髭切が思わず声を漏らしたのは、少女がいくら子供に話しかけようと、子供は彼女を無視しては親や男性の方にばかり視線を向けているからだ。
一方、少女は自分が見えていないことが分かっているらしく、特段落ち込む素振りも見せていない。
来訪者の親たちは、古びた着物の袂から木札のようなものを取り出し、男に渡している。男は何事かを喋り、親は嬉しそうに顔を綻ばせていた。

「何かのお祝いかな? 人の子が元気でいることは、いいことなのだろうね」

親たちの着物から察するに、恐らくは今髭切がいる時代よりは遙か昔のことだろう。不思議な夢を見るものだと、髭切は桜吹雪を浴びながら目を細める。
自分の逸話に纏わる夢なら多く見たし、今まで起きたことを夢に見た日もある。だが、己の経験とはかけ離れた一幕を目にしたのは初めてだ。
親子が帰ると、札を受け取っていた親子は小さな家へと戻っていった。残された少女は、立ち去る子供へと大きく手を振っている。
髭切も、岩に腰掛けたまま、何とはなしにゆっくりと手を振って、小さくなっていく親子を見送っていた。
不意に、少女がくるりとこちらを振り向く。黒々と輝く星のような目は、今は真っ直ぐに髭切を見据えていた。

「僕に何か用かな?」
「────」

彼女は、何か言おうとしている。だが、どういうわけか世界から音が急に消えてしまったように、言葉が耳に入ってこない。さっきまでは、あれほどはっきりと子供の歓声が耳に届いていたというのに。
彼女は大きく口を開けたり閉じたりして、その動きで何かを伝えようとしている。
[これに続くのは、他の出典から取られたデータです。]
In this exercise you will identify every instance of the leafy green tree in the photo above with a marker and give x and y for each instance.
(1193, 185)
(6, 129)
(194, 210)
髭切は目を凝らして、その口の動きを己の口で真似する。

「お、と、う……?」

そこまで辿った瞬間、髭切の意識が急速に浮かび上がった。


どすん、という重々しい音。同時に、鈍い痛みが背中に走り、髭切は思わず柄にもない呻き声をあげた。
背中の下には、寝台の柔らかな感触ではなく、床の冷たい質感がある。恐らく、寝ぼけて転がり落ちたのだろう。

「さっきの夢、何だったんだろう……?」

だが、夢について考えるよりも早く、髭切は部屋中に響く携帯端末の着信音に顔を顰める。夢が中断されたのは、この音のせいだろう。

「……ああもう、仕方ないな」

枕元に転がしていた端末をやや乱暴に掴み、髭切は通話のボタンを押した。